Sensing devices are used in many different applications for sensing a wide variety of different parameters or characteristics. Sensed characteristics can be used to monitor the operation of mechanical, electrical, chemical, and other phenomenon. For example, sensing devices can be capable of sensing such characteristics as temperature, pressure, electric and magnetic fields, gas and vapor concentration, odor, power, audio, and video. Some sensing devices are capable of transmitting signals indicative of sensed characteristics to other devices for processing and monitoring.
In some applications, multiple sensing devices can be used in a sensor network. For example, some sensor networks include sensors capable of simultaneously detecting various characteristics at localized points over a wide area. When taken in aggregate, the information provided by these various sensing devices can be processed and reduced to an actionable result based on the multiple sensed locations. In some implementations, each sensor device within the network can include components to read data from a transduction detector, perform some local processing, and/or send data to a centralized server. At the server, data from various sensor types and sensor locations can be used to produce an actionable result.
Existing sensing devices tend to be large, intrusive and cumbersome. For example, U.S. Pat. No. 8,192,929 discloses a “smart wall socket” that has outlets into which appliances can be plugged, and the outlet is in turn plugged into a standard wall socket. But this device is too large and too expensive to place in an area where space comes at a premium, nor is suitable for placement in large numbers. In another example, U.S. Patent Publication 2008/0215609 discloses sensors for collecting data and interpreting aggregate data from a network of various sensor types. However, such sensors are also of a relatively large size and often not practical to place in large numbers. In living quarters or office space, for example, numerous such large sensors would be conspicuous and impractical.

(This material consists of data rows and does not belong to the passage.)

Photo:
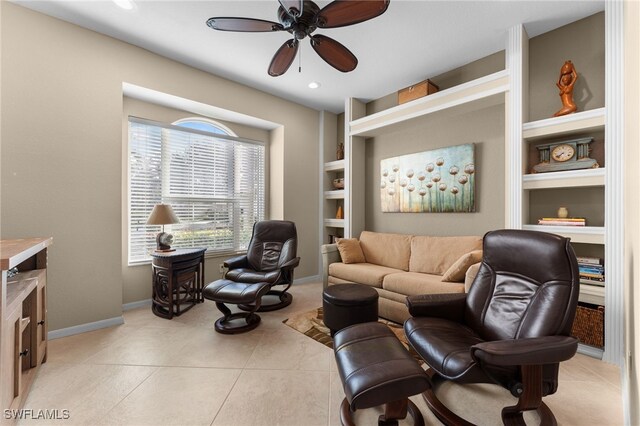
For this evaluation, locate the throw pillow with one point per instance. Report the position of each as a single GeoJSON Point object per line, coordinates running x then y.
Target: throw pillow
{"type": "Point", "coordinates": [457, 271]}
{"type": "Point", "coordinates": [350, 250]}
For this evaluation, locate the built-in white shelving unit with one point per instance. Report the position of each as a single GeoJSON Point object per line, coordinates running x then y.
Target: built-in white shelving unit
{"type": "Point", "coordinates": [334, 166]}
{"type": "Point", "coordinates": [566, 179]}
{"type": "Point", "coordinates": [332, 198]}
{"type": "Point", "coordinates": [473, 95]}
{"type": "Point", "coordinates": [578, 234]}
{"type": "Point", "coordinates": [510, 87]}
{"type": "Point", "coordinates": [590, 293]}
{"type": "Point", "coordinates": [337, 194]}
{"type": "Point", "coordinates": [559, 126]}
{"type": "Point", "coordinates": [334, 223]}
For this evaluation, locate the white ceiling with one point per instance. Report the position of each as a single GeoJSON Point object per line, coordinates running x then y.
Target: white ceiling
{"type": "Point", "coordinates": [412, 41]}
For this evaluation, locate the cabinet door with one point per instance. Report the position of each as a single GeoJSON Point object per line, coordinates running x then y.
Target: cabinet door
{"type": "Point", "coordinates": [41, 327]}
{"type": "Point", "coordinates": [11, 360]}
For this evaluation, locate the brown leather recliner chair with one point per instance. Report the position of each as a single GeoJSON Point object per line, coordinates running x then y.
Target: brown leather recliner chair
{"type": "Point", "coordinates": [512, 328]}
{"type": "Point", "coordinates": [271, 258]}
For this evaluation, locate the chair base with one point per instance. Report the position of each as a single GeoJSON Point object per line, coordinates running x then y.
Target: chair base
{"type": "Point", "coordinates": [224, 325]}
{"type": "Point", "coordinates": [511, 416]}
{"type": "Point", "coordinates": [393, 411]}
{"type": "Point", "coordinates": [285, 300]}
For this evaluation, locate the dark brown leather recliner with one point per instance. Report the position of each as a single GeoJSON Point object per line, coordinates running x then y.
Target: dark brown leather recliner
{"type": "Point", "coordinates": [512, 328]}
{"type": "Point", "coordinates": [271, 258]}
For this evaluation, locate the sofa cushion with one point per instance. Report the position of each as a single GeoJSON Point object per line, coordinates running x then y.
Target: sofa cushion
{"type": "Point", "coordinates": [458, 270]}
{"type": "Point", "coordinates": [434, 255]}
{"type": "Point", "coordinates": [413, 283]}
{"type": "Point", "coordinates": [350, 251]}
{"type": "Point", "coordinates": [391, 250]}
{"type": "Point", "coordinates": [363, 273]}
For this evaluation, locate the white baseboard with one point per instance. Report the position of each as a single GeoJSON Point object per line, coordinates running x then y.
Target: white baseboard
{"type": "Point", "coordinates": [307, 280]}
{"type": "Point", "coordinates": [83, 328]}
{"type": "Point", "coordinates": [590, 351]}
{"type": "Point", "coordinates": [134, 305]}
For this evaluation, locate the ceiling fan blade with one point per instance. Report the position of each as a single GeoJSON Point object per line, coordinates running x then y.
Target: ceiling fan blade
{"type": "Point", "coordinates": [283, 58]}
{"type": "Point", "coordinates": [334, 53]}
{"type": "Point", "coordinates": [341, 13]}
{"type": "Point", "coordinates": [248, 25]}
{"type": "Point", "coordinates": [293, 7]}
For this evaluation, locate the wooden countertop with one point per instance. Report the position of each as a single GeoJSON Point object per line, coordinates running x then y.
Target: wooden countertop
{"type": "Point", "coordinates": [13, 252]}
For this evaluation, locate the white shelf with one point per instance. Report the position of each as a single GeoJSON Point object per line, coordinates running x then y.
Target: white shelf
{"type": "Point", "coordinates": [591, 294]}
{"type": "Point", "coordinates": [334, 166]}
{"type": "Point", "coordinates": [334, 223]}
{"type": "Point", "coordinates": [337, 194]}
{"type": "Point", "coordinates": [572, 123]}
{"type": "Point", "coordinates": [578, 234]}
{"type": "Point", "coordinates": [476, 94]}
{"type": "Point", "coordinates": [566, 179]}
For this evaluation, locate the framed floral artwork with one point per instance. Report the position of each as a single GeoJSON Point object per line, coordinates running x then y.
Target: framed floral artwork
{"type": "Point", "coordinates": [437, 181]}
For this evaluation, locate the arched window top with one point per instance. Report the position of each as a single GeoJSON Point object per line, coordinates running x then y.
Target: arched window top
{"type": "Point", "coordinates": [204, 124]}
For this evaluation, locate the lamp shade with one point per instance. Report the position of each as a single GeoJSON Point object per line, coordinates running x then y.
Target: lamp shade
{"type": "Point", "coordinates": [162, 214]}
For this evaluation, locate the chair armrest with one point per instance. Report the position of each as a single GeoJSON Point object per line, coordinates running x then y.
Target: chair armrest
{"type": "Point", "coordinates": [531, 351]}
{"type": "Point", "coordinates": [446, 305]}
{"type": "Point", "coordinates": [471, 275]}
{"type": "Point", "coordinates": [291, 263]}
{"type": "Point", "coordinates": [330, 254]}
{"type": "Point", "coordinates": [236, 262]}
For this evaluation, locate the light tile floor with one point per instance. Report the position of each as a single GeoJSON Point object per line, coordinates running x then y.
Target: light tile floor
{"type": "Point", "coordinates": [152, 371]}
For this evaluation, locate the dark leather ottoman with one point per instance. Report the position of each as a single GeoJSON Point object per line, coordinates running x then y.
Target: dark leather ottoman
{"type": "Point", "coordinates": [376, 369]}
{"type": "Point", "coordinates": [349, 304]}
{"type": "Point", "coordinates": [226, 291]}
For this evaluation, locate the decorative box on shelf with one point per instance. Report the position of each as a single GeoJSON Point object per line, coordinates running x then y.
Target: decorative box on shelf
{"type": "Point", "coordinates": [416, 91]}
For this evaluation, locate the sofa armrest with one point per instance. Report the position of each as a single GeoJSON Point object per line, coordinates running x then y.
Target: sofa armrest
{"type": "Point", "coordinates": [446, 305]}
{"type": "Point", "coordinates": [330, 254]}
{"type": "Point", "coordinates": [471, 275]}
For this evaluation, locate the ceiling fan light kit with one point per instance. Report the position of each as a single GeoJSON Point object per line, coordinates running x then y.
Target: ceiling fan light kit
{"type": "Point", "coordinates": [301, 18]}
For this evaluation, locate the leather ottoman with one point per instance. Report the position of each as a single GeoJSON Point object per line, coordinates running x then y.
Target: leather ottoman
{"type": "Point", "coordinates": [231, 292]}
{"type": "Point", "coordinates": [375, 369]}
{"type": "Point", "coordinates": [349, 304]}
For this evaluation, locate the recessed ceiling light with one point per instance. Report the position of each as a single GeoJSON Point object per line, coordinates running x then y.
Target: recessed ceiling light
{"type": "Point", "coordinates": [124, 4]}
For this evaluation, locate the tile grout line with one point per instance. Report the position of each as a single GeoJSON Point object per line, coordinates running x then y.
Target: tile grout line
{"type": "Point", "coordinates": [242, 369]}
{"type": "Point", "coordinates": [155, 370]}
{"type": "Point", "coordinates": [226, 398]}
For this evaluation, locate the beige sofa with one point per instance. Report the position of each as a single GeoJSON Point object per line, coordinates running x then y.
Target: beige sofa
{"type": "Point", "coordinates": [398, 266]}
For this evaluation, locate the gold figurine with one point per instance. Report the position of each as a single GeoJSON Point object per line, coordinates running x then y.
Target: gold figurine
{"type": "Point", "coordinates": [567, 80]}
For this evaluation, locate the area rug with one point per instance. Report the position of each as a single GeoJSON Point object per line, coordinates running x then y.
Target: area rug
{"type": "Point", "coordinates": [311, 324]}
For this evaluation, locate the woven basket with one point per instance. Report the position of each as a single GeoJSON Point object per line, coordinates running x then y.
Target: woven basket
{"type": "Point", "coordinates": [588, 326]}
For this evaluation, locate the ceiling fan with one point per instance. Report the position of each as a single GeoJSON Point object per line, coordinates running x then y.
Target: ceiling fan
{"type": "Point", "coordinates": [301, 19]}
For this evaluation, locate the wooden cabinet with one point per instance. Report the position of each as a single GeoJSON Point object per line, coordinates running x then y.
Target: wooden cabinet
{"type": "Point", "coordinates": [177, 282]}
{"type": "Point", "coordinates": [23, 317]}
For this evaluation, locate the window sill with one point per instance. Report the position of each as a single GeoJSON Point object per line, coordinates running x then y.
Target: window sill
{"type": "Point", "coordinates": [208, 254]}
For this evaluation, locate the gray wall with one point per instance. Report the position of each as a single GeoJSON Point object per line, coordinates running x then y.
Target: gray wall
{"type": "Point", "coordinates": [582, 42]}
{"type": "Point", "coordinates": [485, 128]}
{"type": "Point", "coordinates": [62, 151]}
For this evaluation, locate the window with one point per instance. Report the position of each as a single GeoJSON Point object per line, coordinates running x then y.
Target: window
{"type": "Point", "coordinates": [213, 180]}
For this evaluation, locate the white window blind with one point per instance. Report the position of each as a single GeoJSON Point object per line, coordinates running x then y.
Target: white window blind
{"type": "Point", "coordinates": [215, 184]}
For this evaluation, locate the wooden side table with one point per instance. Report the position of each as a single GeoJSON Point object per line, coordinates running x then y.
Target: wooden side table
{"type": "Point", "coordinates": [178, 279]}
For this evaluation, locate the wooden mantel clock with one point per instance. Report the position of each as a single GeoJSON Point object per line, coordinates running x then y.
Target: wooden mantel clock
{"type": "Point", "coordinates": [566, 155]}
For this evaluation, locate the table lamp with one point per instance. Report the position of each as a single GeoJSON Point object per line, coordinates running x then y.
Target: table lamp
{"type": "Point", "coordinates": [162, 214]}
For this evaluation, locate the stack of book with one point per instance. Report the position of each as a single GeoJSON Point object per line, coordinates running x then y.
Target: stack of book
{"type": "Point", "coordinates": [591, 270]}
{"type": "Point", "coordinates": [563, 221]}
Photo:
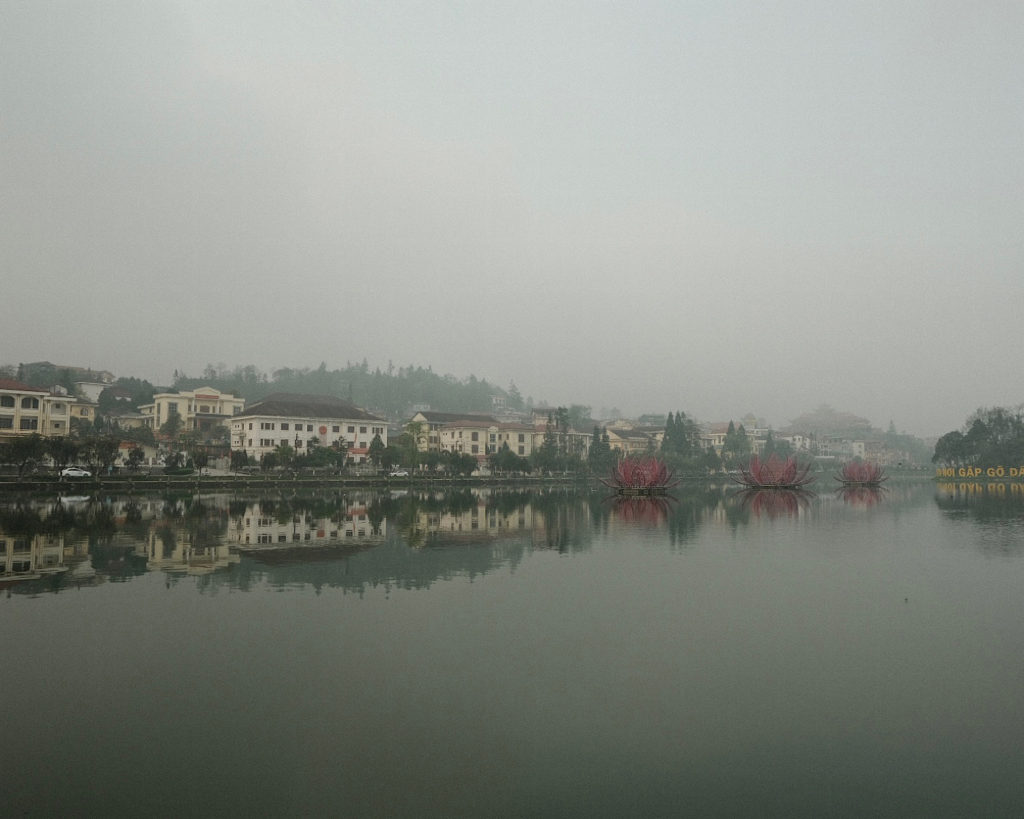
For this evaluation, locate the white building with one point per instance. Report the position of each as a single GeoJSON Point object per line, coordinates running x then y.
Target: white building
{"type": "Point", "coordinates": [285, 419]}
{"type": "Point", "coordinates": [200, 410]}
{"type": "Point", "coordinates": [26, 410]}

In other environments, space utility is required to be optimized, as for example in a data center.
In U.S. Pat. No. 5,589,764, a power meter is described that can be plugged into an electrical wall socket, which provides its own socket into which an electrical appliance is inserted. A measured current drawn by the appliance that is plugged into the unit is converted to energy metrics and are displayed on a display screen on the power meter. Another implementation is disclosed in U.S. Pat. No. 8,041,369, where the measured data is transmitted wirelessly to a centralized server. These approaches make measurements by passing the current through the meter in series with the appliance. It is for this reason that these types of power meters are of a form that plugs into an outlet socket, and provide another separate outlet socket into which the appliance is plugged. However, this approach results in a power meter that is very bulky and is impractical to associate with many appliances, thereby resulting in incomplete information in environments having several appliances. Further, the substantial cost of materials to produce such power meters can be a major concern.
These and other limitations of the prior art will become apparent to those of skill in the art upon a reading of the following descriptions and a study of the several figures of the drawing.